O estado do Amazonas, garante ele, foi superavitário até meados dos anos 1940 e dependeu de repasses compulsórios de 1945 a 1973, quando voltou a ser superavitário. Entre as críticas que o polo industrial costuma receber estão argumentos relacionados aos riscos gerados à atividade industrial de outras regiões e ao peso que os incentivos teriam para a arrecadação do país.

A Zona Franca teve impacto positivo da indústria de todo o estado do Amazonas, onde a participação da indústria da transformação, de 24%, é o dobro da média nacional, de 12%.

Produção

O Polo Industrial de Manaus (PIM) ainda sofre o impacto da recessão de 2015 e 2016, mas está em franca recuperação. Até novembro de 2018, o faturamento chegou a R$ 85,7 bilhões, bem próximo ao registrado em todo o ano de 2014, conforme dados levantados pelo Centro da Indústria do Estado do Amazonas (Cieam). O emprego ainda se ressente da fragilidade da economia do país. A região, que empregou mais de 122 mil trabalhadores cinco anos atrás, tem hoje cerca de 90 mil pessoas trabalhando, uma redução de 28% do efetivo desde 2014.
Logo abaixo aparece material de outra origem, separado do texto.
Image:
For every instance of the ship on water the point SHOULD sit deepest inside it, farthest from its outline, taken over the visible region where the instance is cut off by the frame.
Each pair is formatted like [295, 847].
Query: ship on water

Para o presidente do Cieam, Wilson Périco, a Zona Franca de Manaus (ZFM) tem sido importante para o desenvolvimento da indústria do estado do Amazonas, pois ajudou a elevar, de forma expressiva, a renda per capita da população e a capacitação da mão de obra local. Segundo ele, os trabalhadores da região hoje são tão qualificados quanto os do Sudeste. ;O Índice de Desenvolvimento em Educação Básica (Ideb) de Manaus é o maior da Região Norte, e o nível de escolaridade dos trabalhadores do Amazonas, de 10 anos, é praticamente o mesmo ao de São Paulo, de 10,26 anos;, destaca.

Riquezas

Ao defender a manutenção dos incentivos fiscais na Zona Franca, o presidente do Cieam destaca que, no caso do PIM, a renúncia fiscal é investimento e dá retorno para os cofres públicos. De acordo com ele, o Amazonas é superavitário do ponto de vista tributário, pois envia mais receita tributária para a União do que recebe, e ainda responde por 50% da arrecadação da Região Norte do país.

;O Amazonas é um dos oito estados superavitários em termos fiscais, pois repassa mais do que recebe ao governo federal;, garante ele, citando outros sete entes que estão nesta lista: São Paulo, Espírito Santo, Rio de Janeiro, Minas Gerais, Santa Catarina, Paraná e Rio Grande do Sul. ;Para cada R$ 1,4 real investido pelo governo na região, o retorno é três vezes maior.;

Na opinião do executivo, para a Zona Franca voltar a crescer, será necessário reduzir as desigualdades regionais que ainda existem no país. Ele defende mudança na legislação e a criação de programas mais estruturados de desenvolvimento regional, que vão muito além da renúncia fiscal. Ele sugere, por exemplo, mudanças regulatórias para permitir a exploração das riquezas naturais que existem no Amazonas, algo que ajudaria no desenvolvimento do estado e do país.

;O país tem a segunda maior jazida de potássio do mundo e não pode fabricar fertilizante para os produtores nacionais, que precisam importar;, afirma Périco.